Intercellular adhesion molecule‐1 concentration in sera of patients with acute and chronic liver disease: Relationship to disease activity and cirrhosis

Abstract To study the influence of chronic hepatitis on intercellular adhesion molecule‐1 serum concentration, we measured intercellular adhesion molecular‐1 in the serum of 84 patients with chronic liver disease (17 chronic persistent hepatitis, 42 chronic active hepatitis and 25 active cirrhosis) caused by hepatitis B virus (n = 46), hepatitis C virus (n = 10) and autoimmunity (n = 28). Furthermore, 20 patients with acute viral hepatitis (16 hepatitis B virus and 4 hepatitis A virus) and 6 patients with acute drug‐induced hepatitis were included. Sera from 20 healthy persons were used as control. Follow‐up examinations were performed during immunosuppressive therapy in 20 patients with autoimmune chronic liver disease (13 chronic active hepatitis and 7 active cirrhosis).

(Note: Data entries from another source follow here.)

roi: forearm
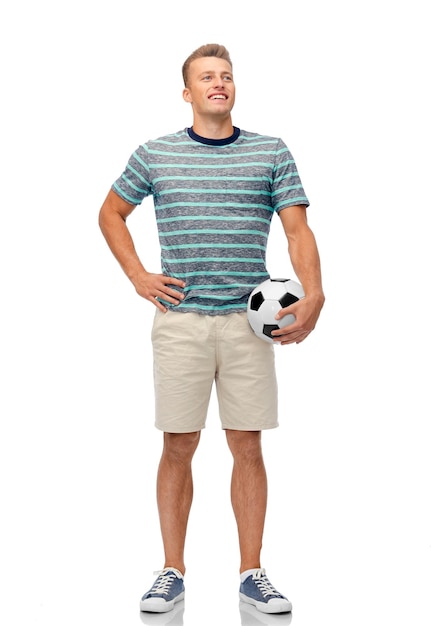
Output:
[288,227,325,304]
[99,195,146,284]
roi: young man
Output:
[99,44,324,613]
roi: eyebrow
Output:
[198,70,232,78]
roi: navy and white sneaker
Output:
[141,567,184,613]
[239,568,292,613]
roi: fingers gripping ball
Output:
[247,278,305,343]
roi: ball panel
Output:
[250,291,264,311]
[279,292,299,309]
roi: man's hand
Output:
[272,296,323,346]
[132,271,186,313]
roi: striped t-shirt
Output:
[112,128,309,315]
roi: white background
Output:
[0,0,431,626]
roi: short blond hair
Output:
[183,43,232,87]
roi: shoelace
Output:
[150,568,181,595]
[253,569,281,598]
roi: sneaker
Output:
[141,567,184,613]
[139,600,184,626]
[240,602,292,626]
[239,569,292,613]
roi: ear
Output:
[183,87,192,102]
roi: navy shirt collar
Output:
[187,126,241,146]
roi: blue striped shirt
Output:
[112,128,309,315]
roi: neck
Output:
[193,115,233,139]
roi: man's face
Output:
[183,57,235,117]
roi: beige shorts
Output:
[151,310,278,433]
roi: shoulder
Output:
[240,129,286,151]
[142,128,189,149]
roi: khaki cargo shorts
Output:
[151,309,278,433]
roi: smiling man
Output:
[99,44,324,613]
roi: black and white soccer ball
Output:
[247,278,305,343]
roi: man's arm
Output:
[272,205,325,345]
[99,189,185,312]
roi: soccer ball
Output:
[247,278,305,343]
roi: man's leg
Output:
[157,432,200,575]
[226,430,268,572]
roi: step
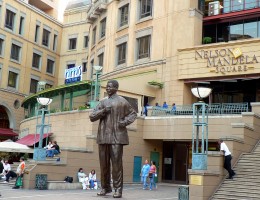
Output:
[47,181,82,190]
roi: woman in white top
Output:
[78,168,89,190]
[88,169,97,190]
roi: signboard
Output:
[190,175,203,185]
[195,48,259,74]
[164,158,172,165]
[65,65,82,84]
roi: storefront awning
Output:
[16,133,52,146]
[0,128,18,136]
[22,81,91,108]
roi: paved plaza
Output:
[0,184,178,200]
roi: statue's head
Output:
[106,80,119,97]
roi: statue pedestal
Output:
[192,153,208,170]
[33,148,46,161]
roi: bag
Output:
[15,176,23,187]
[64,176,73,183]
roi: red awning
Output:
[0,128,18,136]
[16,133,52,146]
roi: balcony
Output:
[87,0,107,21]
[28,0,55,11]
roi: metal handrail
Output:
[151,102,249,116]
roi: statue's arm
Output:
[89,103,106,122]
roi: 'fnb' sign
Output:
[65,66,82,84]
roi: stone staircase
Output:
[211,143,260,200]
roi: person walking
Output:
[149,161,157,190]
[13,157,25,189]
[140,160,150,190]
[218,139,236,179]
[89,80,137,198]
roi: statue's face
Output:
[106,83,117,97]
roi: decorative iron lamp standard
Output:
[90,65,103,108]
[33,97,52,161]
[191,87,212,170]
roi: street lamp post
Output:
[90,65,103,108]
[191,87,212,170]
[33,97,52,161]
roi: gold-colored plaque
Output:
[190,175,203,185]
[232,48,242,58]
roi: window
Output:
[30,78,38,93]
[90,59,94,79]
[92,27,97,46]
[82,62,87,72]
[67,63,75,69]
[98,53,104,66]
[46,59,54,74]
[11,44,21,62]
[19,16,24,35]
[119,4,129,27]
[52,34,58,51]
[137,35,151,59]
[42,29,50,47]
[69,38,77,50]
[8,71,18,88]
[0,38,4,56]
[139,0,153,19]
[84,36,88,48]
[34,25,40,42]
[117,42,126,65]
[5,9,15,31]
[45,83,53,89]
[100,18,107,38]
[32,53,41,69]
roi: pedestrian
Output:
[172,103,176,112]
[89,80,137,198]
[218,139,236,179]
[140,160,150,190]
[13,157,25,189]
[3,160,17,183]
[149,161,157,190]
[163,101,168,109]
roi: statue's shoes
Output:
[113,192,122,198]
[97,189,112,196]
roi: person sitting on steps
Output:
[47,141,60,157]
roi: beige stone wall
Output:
[58,7,90,85]
[0,0,62,130]
[0,90,24,130]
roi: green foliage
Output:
[148,81,163,89]
[79,105,89,110]
[202,37,212,44]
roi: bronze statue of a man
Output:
[89,80,137,198]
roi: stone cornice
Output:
[231,123,255,131]
[15,0,63,27]
[100,59,166,80]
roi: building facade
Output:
[5,0,260,195]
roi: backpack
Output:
[64,176,73,183]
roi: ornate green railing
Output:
[149,103,249,116]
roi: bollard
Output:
[178,185,189,200]
[35,174,47,190]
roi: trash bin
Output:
[178,185,189,200]
[35,174,47,190]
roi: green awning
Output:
[22,81,91,108]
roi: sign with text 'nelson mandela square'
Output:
[65,65,82,84]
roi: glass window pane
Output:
[245,0,258,9]
[232,0,244,11]
[244,21,257,39]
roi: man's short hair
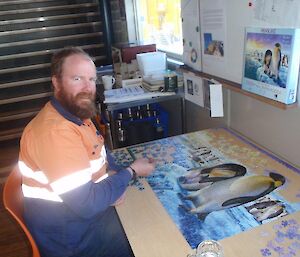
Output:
[51,46,93,78]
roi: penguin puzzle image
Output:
[178,163,285,219]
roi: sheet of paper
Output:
[104,86,176,104]
[209,84,224,117]
[183,73,204,107]
[253,0,300,27]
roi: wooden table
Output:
[114,129,300,257]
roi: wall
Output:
[229,92,300,167]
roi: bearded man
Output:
[18,47,154,257]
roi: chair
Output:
[3,168,40,257]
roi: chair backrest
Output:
[3,168,40,257]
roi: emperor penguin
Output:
[181,172,285,219]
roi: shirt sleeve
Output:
[37,124,131,218]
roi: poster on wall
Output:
[242,28,300,104]
[181,0,201,71]
[200,0,226,69]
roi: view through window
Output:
[136,0,183,57]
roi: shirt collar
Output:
[50,97,83,126]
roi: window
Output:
[135,0,183,59]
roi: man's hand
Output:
[112,191,126,206]
[130,158,155,177]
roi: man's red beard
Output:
[56,87,96,120]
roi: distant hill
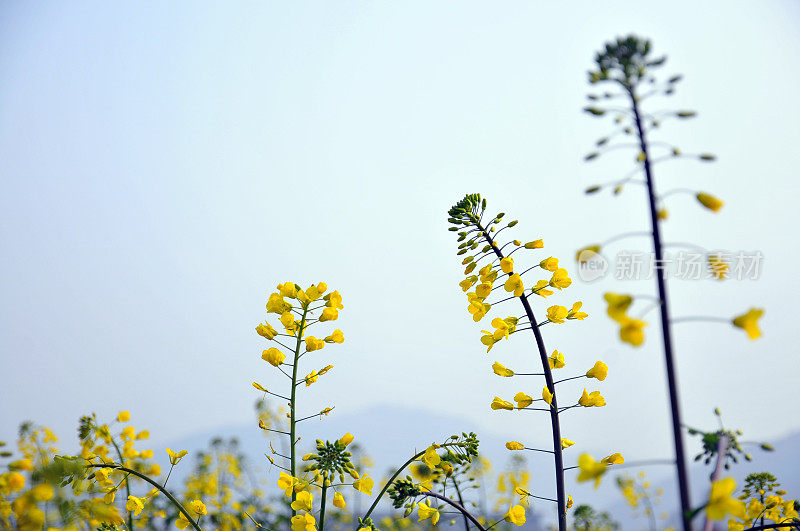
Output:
[158,406,800,530]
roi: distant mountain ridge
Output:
[158,406,800,530]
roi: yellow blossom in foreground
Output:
[319,308,339,322]
[491,396,514,411]
[188,500,208,516]
[256,323,278,339]
[547,305,569,323]
[167,448,189,465]
[586,361,608,382]
[292,490,314,512]
[261,347,286,367]
[306,336,325,352]
[305,371,319,387]
[30,483,55,502]
[505,505,525,526]
[278,472,297,498]
[333,492,346,509]
[695,192,725,212]
[514,391,533,409]
[323,290,344,310]
[325,328,344,343]
[567,301,589,321]
[600,452,625,465]
[548,267,572,290]
[531,280,553,299]
[5,472,25,491]
[542,386,553,405]
[280,312,297,333]
[539,256,558,272]
[467,299,492,323]
[706,478,746,520]
[503,273,525,297]
[619,317,647,347]
[708,254,730,280]
[417,502,439,525]
[492,361,514,378]
[578,454,608,488]
[353,474,375,496]
[547,350,566,369]
[603,292,633,324]
[422,446,442,469]
[125,496,144,516]
[575,245,600,264]
[291,513,317,531]
[733,308,764,339]
[475,282,492,299]
[578,389,606,407]
[8,459,33,470]
[458,275,478,292]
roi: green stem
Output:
[361,443,458,520]
[108,434,133,530]
[318,480,328,531]
[86,463,203,531]
[289,307,308,516]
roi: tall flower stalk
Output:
[577,36,761,531]
[253,282,346,530]
[448,194,621,531]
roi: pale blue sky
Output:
[0,1,800,482]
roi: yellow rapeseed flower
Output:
[696,192,725,212]
[586,361,608,382]
[504,505,525,526]
[733,308,764,339]
[539,256,558,272]
[503,273,525,297]
[706,478,746,520]
[547,305,569,323]
[492,361,514,378]
[491,396,514,411]
[261,347,286,367]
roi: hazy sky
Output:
[0,1,800,482]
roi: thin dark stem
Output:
[628,87,692,531]
[319,479,328,531]
[86,463,203,531]
[475,222,567,531]
[422,492,486,531]
[672,315,730,323]
[744,522,799,531]
[703,435,728,531]
[109,434,133,529]
[525,446,553,454]
[454,477,469,531]
[361,443,456,521]
[289,308,308,516]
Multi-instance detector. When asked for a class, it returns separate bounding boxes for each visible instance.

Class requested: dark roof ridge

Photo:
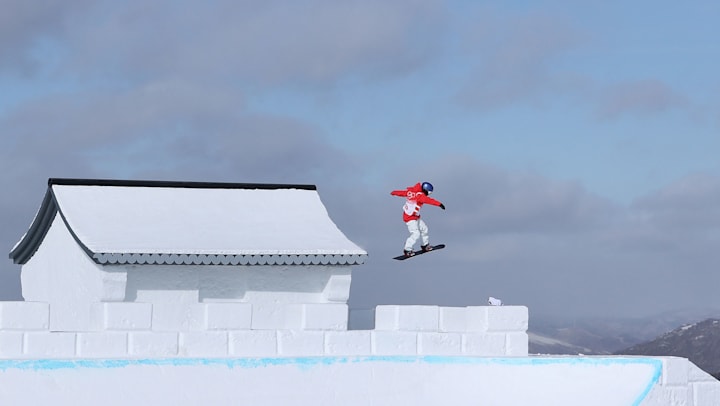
[48,178,317,190]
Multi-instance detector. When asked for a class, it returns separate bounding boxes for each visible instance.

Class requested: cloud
[457,10,585,110]
[0,0,90,75]
[346,156,720,316]
[596,80,688,119]
[15,0,444,85]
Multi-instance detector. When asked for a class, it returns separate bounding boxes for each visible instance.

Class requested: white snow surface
[52,185,367,255]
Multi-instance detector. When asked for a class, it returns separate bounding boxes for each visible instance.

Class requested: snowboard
[393,244,445,261]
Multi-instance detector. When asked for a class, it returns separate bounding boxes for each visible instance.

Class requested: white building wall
[20,215,126,331]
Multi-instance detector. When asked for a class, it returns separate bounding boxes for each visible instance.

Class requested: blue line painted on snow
[0,355,662,406]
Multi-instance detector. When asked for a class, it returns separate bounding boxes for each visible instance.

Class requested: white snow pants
[405,219,430,251]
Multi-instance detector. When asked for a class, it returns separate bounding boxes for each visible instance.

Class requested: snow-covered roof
[10,179,367,265]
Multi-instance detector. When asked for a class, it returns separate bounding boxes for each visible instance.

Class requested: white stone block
[505,333,530,357]
[178,331,228,357]
[642,385,688,406]
[439,307,468,333]
[251,303,303,330]
[418,333,462,355]
[371,331,418,355]
[375,306,440,331]
[465,306,489,333]
[100,302,153,330]
[0,302,50,330]
[128,331,179,357]
[23,332,77,358]
[462,333,505,357]
[152,302,205,331]
[691,380,720,406]
[0,331,23,358]
[375,305,400,330]
[323,274,352,303]
[398,306,440,331]
[325,330,372,355]
[77,331,128,358]
[229,330,278,357]
[277,330,325,356]
[49,300,104,332]
[205,303,252,330]
[486,306,528,332]
[301,303,348,330]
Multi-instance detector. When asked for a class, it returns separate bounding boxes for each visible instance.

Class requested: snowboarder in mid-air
[390,182,445,258]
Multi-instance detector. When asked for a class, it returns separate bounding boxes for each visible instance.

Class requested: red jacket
[390,183,441,223]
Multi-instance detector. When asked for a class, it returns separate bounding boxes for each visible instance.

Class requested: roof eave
[9,188,58,265]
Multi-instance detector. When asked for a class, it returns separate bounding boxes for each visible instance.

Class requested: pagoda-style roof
[10,179,367,265]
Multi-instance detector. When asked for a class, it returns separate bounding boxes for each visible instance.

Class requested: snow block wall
[0,302,528,359]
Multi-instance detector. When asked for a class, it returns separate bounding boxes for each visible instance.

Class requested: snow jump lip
[0,355,663,405]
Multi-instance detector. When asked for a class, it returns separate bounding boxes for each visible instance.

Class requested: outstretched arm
[418,195,445,210]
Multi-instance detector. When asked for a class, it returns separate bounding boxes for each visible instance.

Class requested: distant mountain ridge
[528,309,720,355]
[615,319,720,378]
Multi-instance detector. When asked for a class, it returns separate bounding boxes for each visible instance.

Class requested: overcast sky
[0,0,720,317]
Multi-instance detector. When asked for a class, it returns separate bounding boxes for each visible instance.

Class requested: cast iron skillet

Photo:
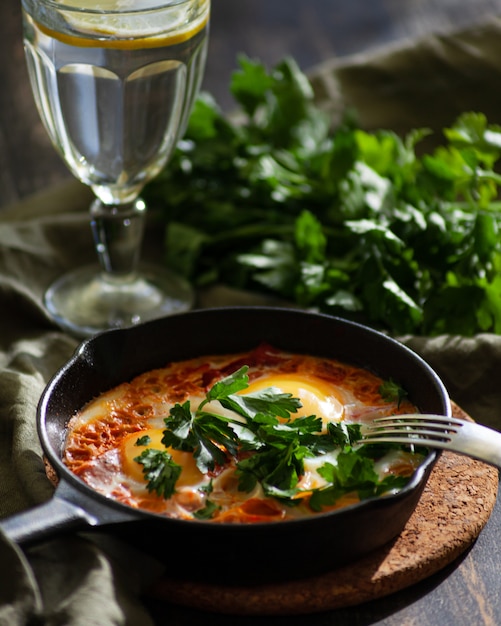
[1,307,451,582]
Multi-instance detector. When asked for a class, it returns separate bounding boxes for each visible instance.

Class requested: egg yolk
[120,428,204,487]
[242,374,343,423]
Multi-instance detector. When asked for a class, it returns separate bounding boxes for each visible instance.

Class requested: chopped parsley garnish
[379,378,407,407]
[135,366,420,519]
[134,448,182,498]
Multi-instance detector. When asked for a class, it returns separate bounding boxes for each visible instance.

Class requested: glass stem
[90,199,146,283]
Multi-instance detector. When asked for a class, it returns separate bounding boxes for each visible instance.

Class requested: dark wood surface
[0,0,501,626]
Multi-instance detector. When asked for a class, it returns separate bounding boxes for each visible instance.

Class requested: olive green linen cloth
[0,20,501,626]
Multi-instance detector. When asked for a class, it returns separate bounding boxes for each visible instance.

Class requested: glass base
[45,265,194,338]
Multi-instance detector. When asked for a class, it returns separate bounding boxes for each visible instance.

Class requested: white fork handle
[452,422,501,468]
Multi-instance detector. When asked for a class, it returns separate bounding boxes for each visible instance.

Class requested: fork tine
[364,424,454,445]
[373,413,460,426]
[361,413,501,468]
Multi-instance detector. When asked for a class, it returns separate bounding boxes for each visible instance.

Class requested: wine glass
[22,0,210,337]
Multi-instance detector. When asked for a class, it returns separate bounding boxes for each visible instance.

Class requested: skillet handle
[0,496,98,545]
[0,480,138,545]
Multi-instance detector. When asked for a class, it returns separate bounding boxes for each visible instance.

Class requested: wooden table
[0,0,501,626]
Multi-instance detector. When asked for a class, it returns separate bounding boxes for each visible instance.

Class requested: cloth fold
[0,15,501,626]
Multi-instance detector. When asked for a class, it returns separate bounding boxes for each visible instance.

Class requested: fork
[362,413,501,468]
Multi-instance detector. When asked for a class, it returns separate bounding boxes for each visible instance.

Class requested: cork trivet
[150,404,498,615]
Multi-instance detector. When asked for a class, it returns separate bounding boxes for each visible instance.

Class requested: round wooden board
[150,404,498,615]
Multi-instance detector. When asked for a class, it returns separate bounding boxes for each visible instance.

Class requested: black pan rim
[37,306,451,533]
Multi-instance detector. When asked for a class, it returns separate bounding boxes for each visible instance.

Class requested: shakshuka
[63,345,426,523]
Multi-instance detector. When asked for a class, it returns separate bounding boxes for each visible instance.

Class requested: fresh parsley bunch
[145,57,501,335]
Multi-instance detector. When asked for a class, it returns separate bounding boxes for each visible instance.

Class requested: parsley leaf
[143,56,501,336]
[379,378,407,407]
[134,448,181,498]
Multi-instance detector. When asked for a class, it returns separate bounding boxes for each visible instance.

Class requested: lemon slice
[42,0,210,49]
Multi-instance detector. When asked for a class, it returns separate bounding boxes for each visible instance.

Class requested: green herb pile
[145,58,501,336]
[135,366,409,519]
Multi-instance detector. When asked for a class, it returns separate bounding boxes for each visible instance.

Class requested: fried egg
[63,346,419,523]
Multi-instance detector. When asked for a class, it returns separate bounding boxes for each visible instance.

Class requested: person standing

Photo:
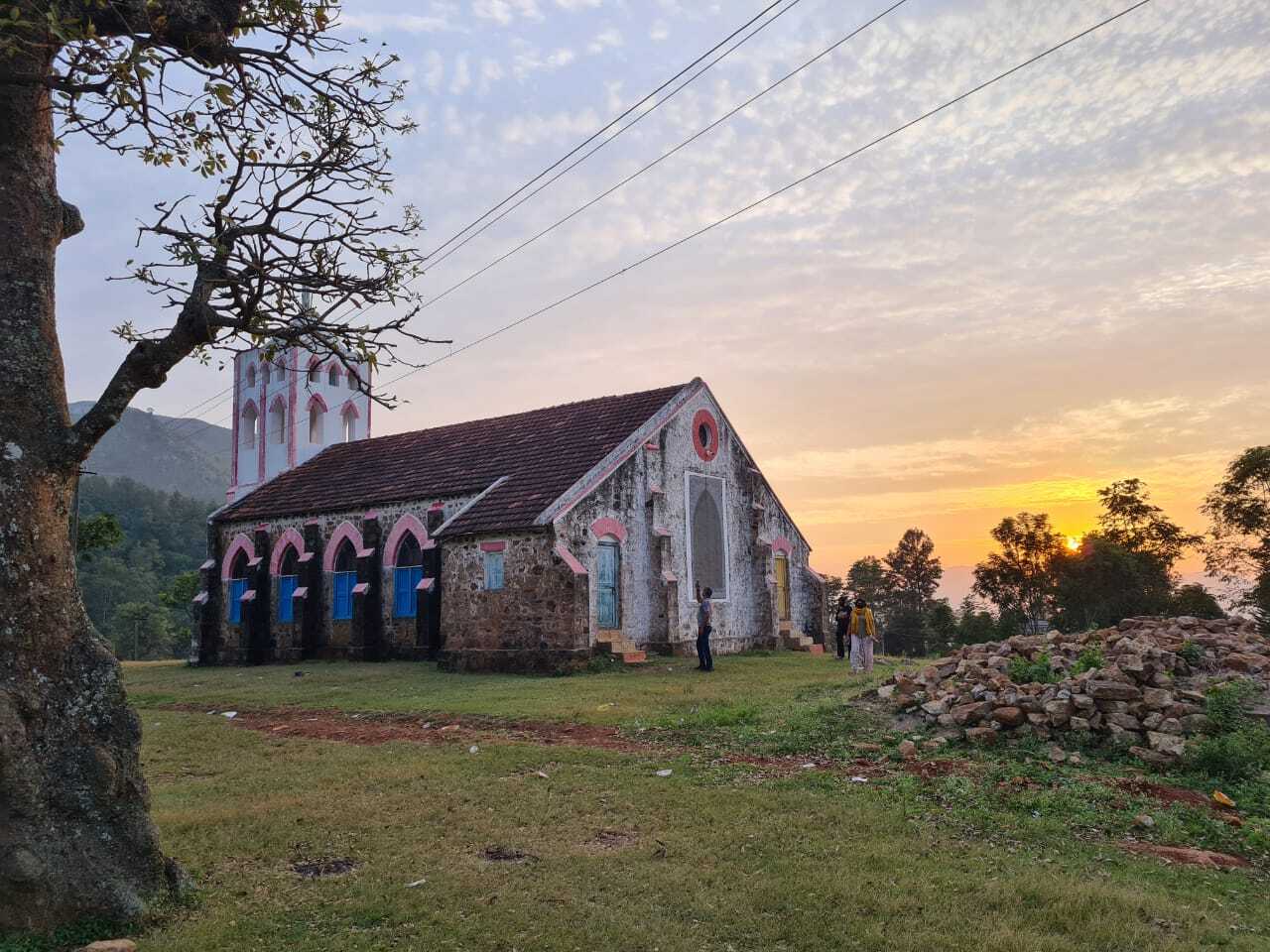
[833,595,851,661]
[698,588,713,671]
[848,598,877,674]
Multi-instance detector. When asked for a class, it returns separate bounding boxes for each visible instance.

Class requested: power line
[428,0,800,265]
[123,0,808,435]
[411,0,908,317]
[384,0,1151,387]
[427,0,808,279]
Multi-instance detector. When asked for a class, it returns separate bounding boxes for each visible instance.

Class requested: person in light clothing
[847,598,877,674]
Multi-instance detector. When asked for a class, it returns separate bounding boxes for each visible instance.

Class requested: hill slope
[69,400,231,503]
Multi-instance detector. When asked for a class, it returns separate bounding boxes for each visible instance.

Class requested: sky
[58,0,1270,598]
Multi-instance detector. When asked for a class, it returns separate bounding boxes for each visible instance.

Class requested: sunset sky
[59,0,1270,598]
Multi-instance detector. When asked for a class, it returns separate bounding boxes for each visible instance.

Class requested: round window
[693,410,718,462]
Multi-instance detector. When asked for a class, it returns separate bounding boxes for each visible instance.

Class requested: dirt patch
[902,758,974,780]
[1120,842,1252,870]
[586,830,639,849]
[291,857,361,880]
[481,845,539,863]
[1111,776,1242,825]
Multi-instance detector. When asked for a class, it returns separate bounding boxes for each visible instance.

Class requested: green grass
[116,652,893,725]
[12,653,1270,952]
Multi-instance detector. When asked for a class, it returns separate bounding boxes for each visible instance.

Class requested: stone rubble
[877,616,1270,766]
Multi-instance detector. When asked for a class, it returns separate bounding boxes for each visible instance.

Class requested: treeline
[76,476,214,658]
[829,447,1270,654]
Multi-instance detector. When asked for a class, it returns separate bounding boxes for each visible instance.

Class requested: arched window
[331,539,357,620]
[687,473,727,599]
[309,400,326,443]
[393,532,423,618]
[269,400,287,443]
[239,404,259,449]
[278,544,300,622]
[595,536,622,629]
[230,552,248,625]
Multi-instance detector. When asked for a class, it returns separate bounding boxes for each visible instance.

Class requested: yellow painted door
[776,554,790,622]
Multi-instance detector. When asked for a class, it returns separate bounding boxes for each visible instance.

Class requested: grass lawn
[10,653,1270,952]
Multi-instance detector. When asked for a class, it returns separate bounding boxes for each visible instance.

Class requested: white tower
[226,346,371,503]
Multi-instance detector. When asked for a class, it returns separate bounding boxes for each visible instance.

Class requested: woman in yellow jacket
[847,598,877,674]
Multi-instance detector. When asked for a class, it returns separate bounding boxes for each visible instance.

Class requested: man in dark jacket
[833,595,851,661]
[698,589,713,671]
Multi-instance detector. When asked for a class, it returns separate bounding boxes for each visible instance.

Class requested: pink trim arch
[384,513,428,568]
[321,520,363,572]
[269,530,305,575]
[590,516,626,544]
[221,532,255,581]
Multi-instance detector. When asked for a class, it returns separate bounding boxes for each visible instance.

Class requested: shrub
[1178,639,1204,667]
[1204,678,1258,734]
[1072,645,1106,674]
[1189,679,1270,781]
[1010,652,1058,684]
[1190,721,1270,780]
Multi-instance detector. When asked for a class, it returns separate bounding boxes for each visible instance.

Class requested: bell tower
[226,346,372,503]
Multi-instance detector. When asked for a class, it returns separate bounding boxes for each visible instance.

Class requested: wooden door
[776,554,790,622]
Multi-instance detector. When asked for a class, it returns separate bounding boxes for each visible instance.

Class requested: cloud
[586,27,622,55]
[499,109,599,146]
[339,4,457,33]
[472,0,543,27]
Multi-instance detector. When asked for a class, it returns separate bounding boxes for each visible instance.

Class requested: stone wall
[441,530,591,672]
[195,495,472,663]
[555,393,825,654]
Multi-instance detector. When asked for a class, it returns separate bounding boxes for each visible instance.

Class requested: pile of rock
[877,617,1270,765]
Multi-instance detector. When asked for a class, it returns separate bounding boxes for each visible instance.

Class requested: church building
[191,365,825,671]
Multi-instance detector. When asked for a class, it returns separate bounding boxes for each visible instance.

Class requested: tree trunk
[0,48,179,932]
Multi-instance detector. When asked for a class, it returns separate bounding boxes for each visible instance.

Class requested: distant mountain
[69,400,232,505]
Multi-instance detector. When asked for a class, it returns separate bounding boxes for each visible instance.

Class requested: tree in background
[974,513,1065,637]
[1097,479,1204,579]
[1203,445,1270,632]
[845,556,890,615]
[883,530,944,612]
[956,595,997,645]
[1053,535,1171,631]
[75,513,123,562]
[0,0,427,932]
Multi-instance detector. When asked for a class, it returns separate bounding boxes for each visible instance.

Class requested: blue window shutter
[595,542,618,629]
[393,565,423,618]
[485,552,503,591]
[331,572,357,621]
[230,579,246,623]
[278,575,298,622]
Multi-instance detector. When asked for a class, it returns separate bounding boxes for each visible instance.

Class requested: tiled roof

Intercellular adhesion molecule‐1 serum concentration was significantly increased in patients with acute viral hepatitis, drug‐induced hepatitis, chronic active hepatitis and active cirrhosis compared with healthy controls and with patients with chronic persistent hepatitis. Intercellular adhesion molecule‐1 was also significantly increased in severe chronic active hepatitis and active cirrhosis compared with moderate chronic active hepatitis and moderate active cirrhosis. Serum concentration of intercellular adhesion molecule‐1 decreased significantly in patients with autoimmune chronic liver disease after 2 mo of immunosuppression when remission was present. A close correlation between aspartate aminotransferase and intercellular adhesion molecule‐1 serum levels was found. We conclude the following: (a) in chronic liver disease intercellular adhesion molecule‐1 serum concentration may represent, at least in part, hepatocellular damage; and (b) intercellular adhesion molecule‐1 serum level does not differentiate between chronic autoimmune and chronic viral hepatitis. (HEPATOLOGY 1993;18:798‐802).